No the angled frets have a much more subtle effect on bends than the scenarios you're describing - even on the extreme ends of the fretboard. It takes slightly more effort to bend along a fret that's angled away from the bridge and slightly less effort to bend along a fret that's angled towards the bridge.


----------



## Explorer (May 29, 2012)

I was trying to use a local 9-string fanned fret last summer, and anything below the parallel fret (towards the headstock) was problematic for me with my right hand. 

Nice guitar, and I told the builder I'd be interested if he ever wanted to do something with straight frets (he wasn't), but that time invested was just what I needed in terms of making up my mind regarding what works for me... and what doesn't.


----------



## Durero (May 29, 2012)

^ That sounds fair enough.

Like I said above, for a player like me who mostly has my left (fretting) hand in a lower position than my right (picking) that issue would be solved in a very satisfying way (for me) by designing the perpendicular fret at the 5th fret.
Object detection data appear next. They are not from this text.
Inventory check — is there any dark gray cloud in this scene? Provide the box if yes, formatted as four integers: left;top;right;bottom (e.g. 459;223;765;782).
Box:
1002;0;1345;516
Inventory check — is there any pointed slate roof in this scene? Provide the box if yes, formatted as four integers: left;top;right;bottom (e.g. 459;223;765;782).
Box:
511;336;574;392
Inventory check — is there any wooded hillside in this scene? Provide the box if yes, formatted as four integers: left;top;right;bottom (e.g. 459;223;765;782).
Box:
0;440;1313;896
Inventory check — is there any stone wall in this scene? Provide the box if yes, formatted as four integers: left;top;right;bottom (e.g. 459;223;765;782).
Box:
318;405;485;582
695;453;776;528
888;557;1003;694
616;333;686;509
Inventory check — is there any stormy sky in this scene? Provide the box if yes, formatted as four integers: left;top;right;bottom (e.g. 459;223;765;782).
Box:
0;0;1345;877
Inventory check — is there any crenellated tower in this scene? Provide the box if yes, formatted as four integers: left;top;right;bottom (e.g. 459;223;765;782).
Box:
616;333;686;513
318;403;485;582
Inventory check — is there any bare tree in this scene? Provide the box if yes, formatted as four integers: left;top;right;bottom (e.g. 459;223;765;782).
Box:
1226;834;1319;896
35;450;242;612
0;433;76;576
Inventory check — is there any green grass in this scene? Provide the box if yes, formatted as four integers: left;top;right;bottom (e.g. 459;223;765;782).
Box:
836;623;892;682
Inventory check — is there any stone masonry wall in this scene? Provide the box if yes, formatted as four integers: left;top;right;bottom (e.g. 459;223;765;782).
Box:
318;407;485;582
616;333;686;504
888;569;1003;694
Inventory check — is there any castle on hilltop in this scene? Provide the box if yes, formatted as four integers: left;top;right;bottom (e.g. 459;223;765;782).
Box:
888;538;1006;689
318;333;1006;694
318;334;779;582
If you want equal ease of playing for your fretting hand even below the 5th fret - say all the way to the open position - have you considered the scenario of having a straight nut and angled bridge?

From the way I post about fanned frets I probably sound like some kind of fanned fret crusader  so I'll just say that I'm not trying to sell you on anything and I fully respect your preference for straight frets. I am genuinely interested to hear your opinion on the straight nut & angled bridge design and if you think it could be an ergonomic gain for both hands.



On side note, I'm curious to learn who this builder is who _refused_ to consider straight frets. Sounds like someone I'd get along with


----------



## Stealthdjentstic (May 29, 2012)

One other thing Leo forgot to mention is the great feature all fanned fret guitars come with...






The ability to keep morons who think your frets were installed completely wrong AWAY from your guitar  No more sweaty and questionable people asking to touch your pride and joy!


----------



## Explorer (May 29, 2012)

Stealthdjentstic said:


> No more sweaty and questionable people asking to touch your pride and joy!



Why would someone even consider asking to touch my woman?


----------



## Go To Bed Jessica (May 29, 2012)

Durero said:


> No the angled frets have a much more subtle effect on bends than the scenarios you're describing - even on the extreme ends of the fretboard. It takes slightly more effort to bend along a fret that's angled away from the bridge and slightly less effort to bend along a fret that's angled towards the bridge.



Thank you! That question has been in the back of my mind ever since I first saw a picture of a fanned fret guitar in a magazine about 15 years ago! 

I have still not had a chance to play one. Something I would definitely love to try at some point.

Sorry for the hijack - as you were!


----------